I take Christmas seriously. Anyone who has been to our home this time of year knows there is no surface left undecorated. The tree is always a focal point. I buy the biggest tree possible for the house. It is always real. Always goes up early December. Always gone before New Year’s Eve.
Our first Christmas in Bristol Gardens (London) I chose a gorgeous 14 foot high tree not realizing our ceilings were only 11 feet. I bought it at Clifton Nursery, owned by the Rothschild’s; located just 20 doors from our house. I paid a fortune, plus delivery! I have never confessed to John how much it cost. I never will. I had to chop off the top metre. It looked as though the tree just kept growing up into the second floor of the house. No space for the star on top!
I have been collecting decorations for years. You can barely see green beneath everything we put on the tree. While we use lots of conventional ornaments, there are also all the treasures the boys have made over the years. We use a lot of bits from our travels: clay vegetables for Guatemala, hand of Fatimas from Morocco, Chinese endless knots, silk elephants from Thailand, Turkish evil eyes and a way too cutesy Mickey mouse key chain we were given in Japan. I fill bowls with my mother’s antique ornaments and use them for the centerpiece at dinner.
However, since my parents died I have struggled with Christmas. It is the time of year when I still miss them painfully.
As a child, I found it the most wonderful and exciting season. My aunt, whom I adored and for whom I was named, always came to New Jersey, bringing Canadian candy bars and Old Dutch salt and vinegar potato chips. As a family we had thousands of traditions and added more on a regular basis. And I loved getting presents! Lots of presents! We received one “big” gift but there were dozens of other packages under the tree, mostly junk or practical things. We wrapped everything, including deodorant. We baked special cookies, which we gave to friends and teachers, but there always lots left over well into January. My mother always cooked two geese, scalloped potatoes and tomato aspic. We were allowed to open one present Christmas Eve. Trying to decide which one occupied hours in the days leading up to the big event!
I never appreciated how hard my mother worked to create this magic until I tried to duplicate it for my kids. I end up incredibly stressed trying to live up to my own expectations. John and the boys tip toe around me, trying to remember the various traditions, trying not to disappoint me, trying not to get snapped at.
So this year we decided to skip Christmas.
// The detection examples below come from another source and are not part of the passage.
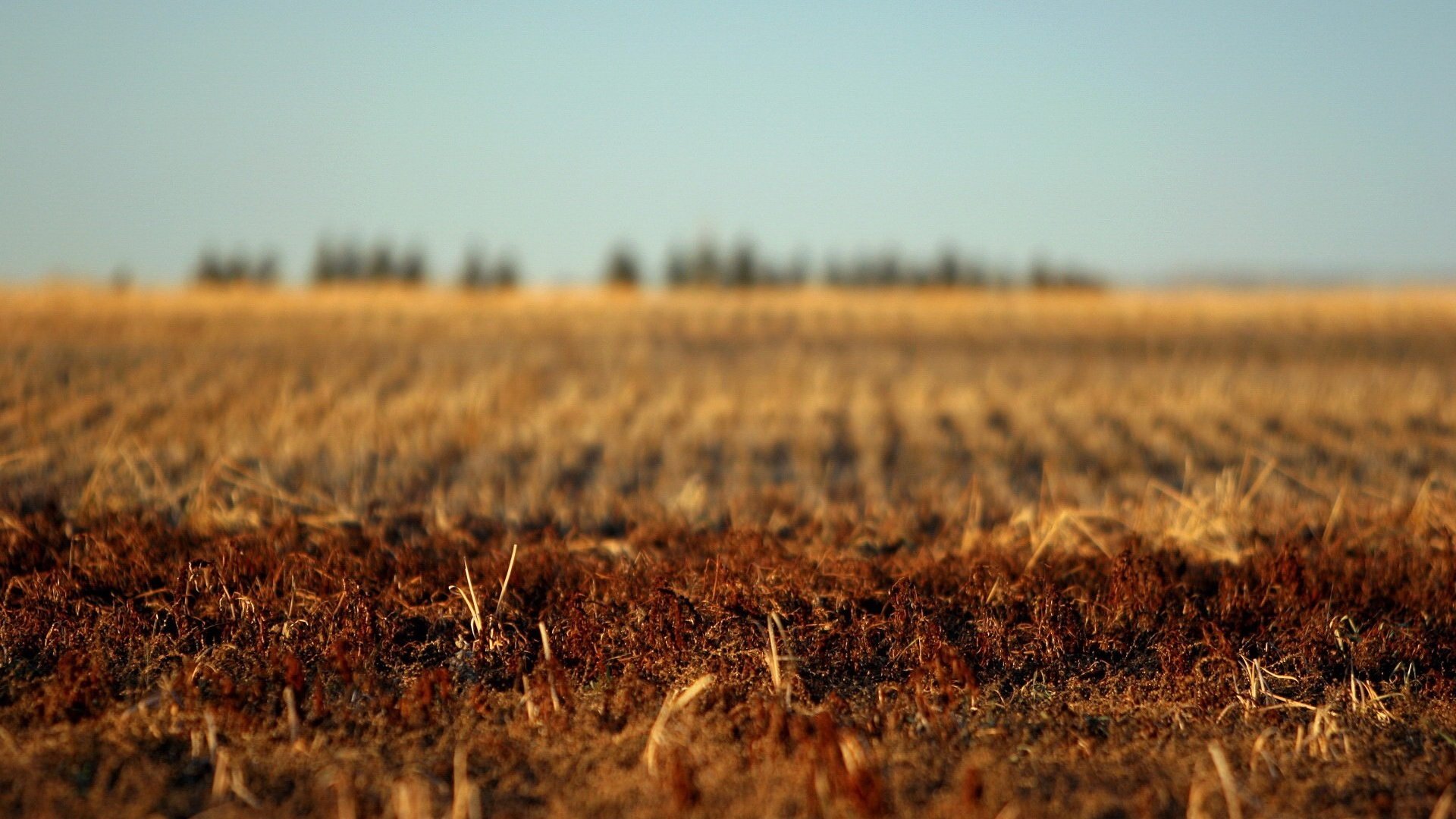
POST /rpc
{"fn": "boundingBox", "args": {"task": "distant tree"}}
[723,242,758,287]
[252,252,278,287]
[603,245,641,287]
[1027,256,1056,290]
[687,242,723,287]
[394,248,428,287]
[779,255,810,287]
[192,249,224,286]
[313,242,339,284]
[663,248,692,287]
[364,243,397,284]
[930,248,962,287]
[489,256,521,290]
[460,248,491,290]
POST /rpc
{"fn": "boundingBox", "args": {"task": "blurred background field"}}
[0,287,1456,536]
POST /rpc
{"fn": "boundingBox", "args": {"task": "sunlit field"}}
[0,288,1456,819]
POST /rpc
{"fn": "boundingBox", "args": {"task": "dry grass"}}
[0,284,1456,817]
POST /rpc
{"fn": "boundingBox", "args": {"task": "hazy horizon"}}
[0,2,1456,284]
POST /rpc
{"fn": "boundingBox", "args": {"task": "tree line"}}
[193,242,1103,290]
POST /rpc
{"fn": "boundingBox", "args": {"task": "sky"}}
[0,0,1456,283]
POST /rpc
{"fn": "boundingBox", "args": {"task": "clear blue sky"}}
[0,0,1456,281]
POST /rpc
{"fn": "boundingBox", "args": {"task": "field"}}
[0,288,1456,819]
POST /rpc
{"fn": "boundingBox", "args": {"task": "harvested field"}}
[0,290,1456,819]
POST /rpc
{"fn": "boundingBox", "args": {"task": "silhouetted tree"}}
[394,248,428,287]
[253,252,278,287]
[723,242,758,287]
[603,245,641,287]
[663,248,692,287]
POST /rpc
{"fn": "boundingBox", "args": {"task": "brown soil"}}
[0,512,1456,816]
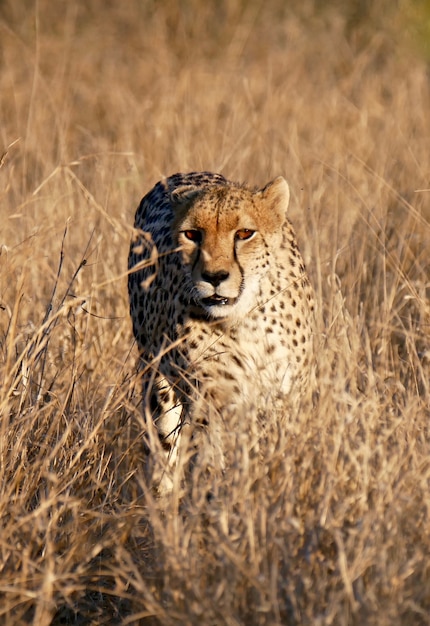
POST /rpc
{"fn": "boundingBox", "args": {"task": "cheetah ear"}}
[169,185,201,208]
[257,176,290,230]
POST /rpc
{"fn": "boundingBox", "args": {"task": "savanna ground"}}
[0,0,430,626]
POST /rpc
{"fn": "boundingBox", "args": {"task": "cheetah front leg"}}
[144,379,189,496]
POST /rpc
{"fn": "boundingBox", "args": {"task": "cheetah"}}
[128,172,314,492]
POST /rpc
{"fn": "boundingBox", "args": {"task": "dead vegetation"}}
[0,0,430,626]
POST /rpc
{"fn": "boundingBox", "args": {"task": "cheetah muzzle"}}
[128,172,314,492]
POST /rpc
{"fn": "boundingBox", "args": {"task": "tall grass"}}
[0,0,430,626]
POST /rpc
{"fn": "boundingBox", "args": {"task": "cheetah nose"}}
[202,270,229,287]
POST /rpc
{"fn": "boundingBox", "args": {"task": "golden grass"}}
[0,0,430,626]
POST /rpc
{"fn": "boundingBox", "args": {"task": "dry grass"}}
[0,0,430,626]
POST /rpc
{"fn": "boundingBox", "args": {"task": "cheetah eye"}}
[183,229,203,243]
[236,228,255,241]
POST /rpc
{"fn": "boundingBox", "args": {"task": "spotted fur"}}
[128,172,314,491]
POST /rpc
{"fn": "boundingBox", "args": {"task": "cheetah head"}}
[171,177,289,319]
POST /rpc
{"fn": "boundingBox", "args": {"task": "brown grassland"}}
[0,0,430,626]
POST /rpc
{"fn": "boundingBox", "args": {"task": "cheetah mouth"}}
[201,293,236,307]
We are going to be in Laos. All our paraphernalia is still in boxes in Vancouver. No one needs (or even wants) anything! Perfect! No anxiety!
Only I couldn’t do it.
Tony (our wonderful driver) and I were heading down town when we passed, a normally empty, lot selling live trees. I told him I really wanted a Christmas tree. He explained that if he bought it, it would be much cheaper than if I did. So he dropped me at the hairdresser and went off to buy the tree.
When I finished, he was standing beside the car looking as proud as a human being could look. I was wondering why I couldn’t see the tree in the back of the car. He threw open the trunk to reveal a plastic bag filed with what looked like big pipe cleaners. This was my tree. I gasped, swallowed and squeaked “how wonderful!” He was so thrilled that he had got the tree and a bag of gold balls, red flowers and a string of lights all for $25. We brought it home and he started to set it up. I started to cry.
Fighting back tears, not wanting to hurt his feelings, I asked him to stop, explaining I wanted to put it together with the boys.
And we did, once they got home, giggling the whole time. There are a few packages under this, the ultimate Charlie Brown tree, wrapped in tin foil, as I couldn’t find paper. (This is China. You can buy anything. Obviously I haven’t looked hard enough.)
We reminisced that only a year ago Hunter and Jack were reluctantly getting ready to move to Beijing. They talked about how scared they had been and how sad it was to leave their friends. Then they said how amazing this year has been, how much they’ve learned, how fun China is and how wonderful the people they have met are. When they told me how special this experience has been and how grateful they are that I dragged them, kicking and screaming, to Beijing, I started to cry again.
As Linus said, “…and that’s what Christmas is all about, Charlie Brown.”